Confessions [English translation]
Confessions [English translation]
Hum, eh
Oh oh ah
You’ll surely hear me say that I’m not the most honest of men
That if I love you, I’ll be too possessive, that too often I act on my ego
It might be true, I’ve never felt like someone worthy of being called a “hero”
Halfway between what they'll refer to as gentle and probably the last of the bastards
When I was abandoned, I lost people on the way right from the start, and I just kept thinking about it
Did I do something wrong or I had been on my own from the very beginning?

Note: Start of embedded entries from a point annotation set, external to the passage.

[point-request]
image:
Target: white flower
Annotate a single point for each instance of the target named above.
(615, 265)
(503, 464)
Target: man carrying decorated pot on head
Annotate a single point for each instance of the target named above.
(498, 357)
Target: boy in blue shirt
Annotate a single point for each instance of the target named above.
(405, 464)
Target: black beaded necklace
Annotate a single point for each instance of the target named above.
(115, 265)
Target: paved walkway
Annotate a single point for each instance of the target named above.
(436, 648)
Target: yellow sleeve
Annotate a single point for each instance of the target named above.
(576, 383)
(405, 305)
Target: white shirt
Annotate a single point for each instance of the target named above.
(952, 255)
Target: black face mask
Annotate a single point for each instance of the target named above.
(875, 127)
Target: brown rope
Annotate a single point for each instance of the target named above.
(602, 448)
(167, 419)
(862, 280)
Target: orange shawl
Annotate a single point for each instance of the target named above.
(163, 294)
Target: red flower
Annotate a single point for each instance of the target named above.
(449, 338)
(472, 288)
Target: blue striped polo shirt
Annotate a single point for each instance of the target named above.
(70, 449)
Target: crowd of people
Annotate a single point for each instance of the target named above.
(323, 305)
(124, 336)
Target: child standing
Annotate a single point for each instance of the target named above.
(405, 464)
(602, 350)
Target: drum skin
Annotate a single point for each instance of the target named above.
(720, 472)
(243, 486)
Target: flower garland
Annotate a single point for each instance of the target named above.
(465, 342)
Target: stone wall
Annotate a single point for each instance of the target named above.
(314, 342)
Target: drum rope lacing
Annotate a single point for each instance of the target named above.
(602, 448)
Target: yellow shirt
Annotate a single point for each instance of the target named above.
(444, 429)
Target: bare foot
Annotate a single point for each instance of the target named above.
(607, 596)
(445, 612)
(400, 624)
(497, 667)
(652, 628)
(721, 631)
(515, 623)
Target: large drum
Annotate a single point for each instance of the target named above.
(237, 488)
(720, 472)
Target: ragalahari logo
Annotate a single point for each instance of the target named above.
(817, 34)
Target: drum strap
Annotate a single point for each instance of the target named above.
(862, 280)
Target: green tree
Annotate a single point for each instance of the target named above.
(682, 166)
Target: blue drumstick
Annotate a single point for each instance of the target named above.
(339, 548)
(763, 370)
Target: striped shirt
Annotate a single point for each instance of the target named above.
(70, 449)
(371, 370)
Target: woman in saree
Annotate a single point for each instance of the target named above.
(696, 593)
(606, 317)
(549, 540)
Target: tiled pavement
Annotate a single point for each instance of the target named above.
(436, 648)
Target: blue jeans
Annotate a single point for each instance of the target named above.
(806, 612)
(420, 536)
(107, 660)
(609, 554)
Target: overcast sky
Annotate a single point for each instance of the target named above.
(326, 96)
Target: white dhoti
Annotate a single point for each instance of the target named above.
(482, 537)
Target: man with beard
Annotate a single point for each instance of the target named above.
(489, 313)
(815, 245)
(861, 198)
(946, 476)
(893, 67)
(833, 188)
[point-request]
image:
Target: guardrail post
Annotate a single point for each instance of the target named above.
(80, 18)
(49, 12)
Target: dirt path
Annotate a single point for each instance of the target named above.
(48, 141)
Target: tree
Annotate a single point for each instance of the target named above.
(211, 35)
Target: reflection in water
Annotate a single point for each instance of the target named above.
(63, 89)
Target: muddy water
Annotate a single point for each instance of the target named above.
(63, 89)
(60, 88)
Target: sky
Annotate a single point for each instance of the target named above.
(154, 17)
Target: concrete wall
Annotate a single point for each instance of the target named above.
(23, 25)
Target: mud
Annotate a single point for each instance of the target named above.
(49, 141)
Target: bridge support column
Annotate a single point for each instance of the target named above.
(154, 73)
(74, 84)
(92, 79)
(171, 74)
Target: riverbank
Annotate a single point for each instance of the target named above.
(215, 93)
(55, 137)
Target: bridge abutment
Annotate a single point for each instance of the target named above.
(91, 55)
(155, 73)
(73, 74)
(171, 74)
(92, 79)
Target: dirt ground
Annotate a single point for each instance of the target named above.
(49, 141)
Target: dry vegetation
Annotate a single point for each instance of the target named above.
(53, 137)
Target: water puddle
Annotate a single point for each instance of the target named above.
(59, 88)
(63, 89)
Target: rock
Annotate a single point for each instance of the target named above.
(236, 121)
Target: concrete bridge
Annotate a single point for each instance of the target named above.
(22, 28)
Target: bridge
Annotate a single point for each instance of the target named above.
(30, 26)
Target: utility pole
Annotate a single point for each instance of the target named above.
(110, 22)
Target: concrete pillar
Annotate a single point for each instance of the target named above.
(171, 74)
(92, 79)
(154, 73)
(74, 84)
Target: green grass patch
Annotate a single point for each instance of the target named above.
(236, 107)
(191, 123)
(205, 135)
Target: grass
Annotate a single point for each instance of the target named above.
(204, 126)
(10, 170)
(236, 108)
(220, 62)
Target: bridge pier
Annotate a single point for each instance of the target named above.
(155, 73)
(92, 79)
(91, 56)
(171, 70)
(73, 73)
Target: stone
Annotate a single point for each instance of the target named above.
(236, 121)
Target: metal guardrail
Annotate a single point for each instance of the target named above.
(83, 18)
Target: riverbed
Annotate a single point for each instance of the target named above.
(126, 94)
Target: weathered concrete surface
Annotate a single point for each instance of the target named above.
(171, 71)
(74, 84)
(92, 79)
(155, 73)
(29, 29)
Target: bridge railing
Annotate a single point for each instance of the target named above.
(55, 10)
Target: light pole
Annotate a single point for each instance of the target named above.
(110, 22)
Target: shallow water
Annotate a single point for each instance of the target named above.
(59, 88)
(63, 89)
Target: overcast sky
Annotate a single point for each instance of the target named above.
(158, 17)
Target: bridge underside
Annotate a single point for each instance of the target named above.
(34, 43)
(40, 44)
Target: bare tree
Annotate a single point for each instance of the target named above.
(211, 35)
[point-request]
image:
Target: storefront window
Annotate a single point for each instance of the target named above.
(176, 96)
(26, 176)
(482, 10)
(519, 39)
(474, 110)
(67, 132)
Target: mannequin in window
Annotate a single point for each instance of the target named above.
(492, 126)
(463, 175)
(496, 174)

I was in sorrow, when I almost lost my queen by thinking that my home was a stage
I was filled with hate, so close to slashing my veins when I was betrayed on my blind side
Let them talk, let them talk, let them talk, I don’t know what to do
I can’t stand it, I can’t stand the words of the whole world
I was all over the place, I had to turn over a new leaf, in my heart, there was carnage
It’s in the corner that you get to see real faces: there are fewer people when there’s a storm
Before getting rich, I was poor, I know the pain of the poor, I don’t want that life anymore
There was no water in the bucket, I worked midday to dawn to turn my life around
Resentment, it’s my flaw, if you left me in the pit, I’m not going to forget you
The worst thing is that during the good times, everyone wants to get in the boat, go to hell
I’m far from being a good example, besides, I don’t want to be regarded as one
With a smile, I could lie to you, no one knows what I feel
I’m well-educated but I've often had a hard time practicing
Sometimes, I feel heartache but it’s too complicated to explain
I have to get myself together, I’ve wasted time in my life
I think I’m destroying myself, I pay more attention to my enemies than to my family
I’ve never taken respite, too many heads to cater for
But what soothes me is seeing the smile on my daughter’s face
They always told me that a man has to cry in secret
I think that’s the only advice I applied without fail
My wife doesn’t understand my desire to take care of everything, she says, “Dju, you know, we’re married”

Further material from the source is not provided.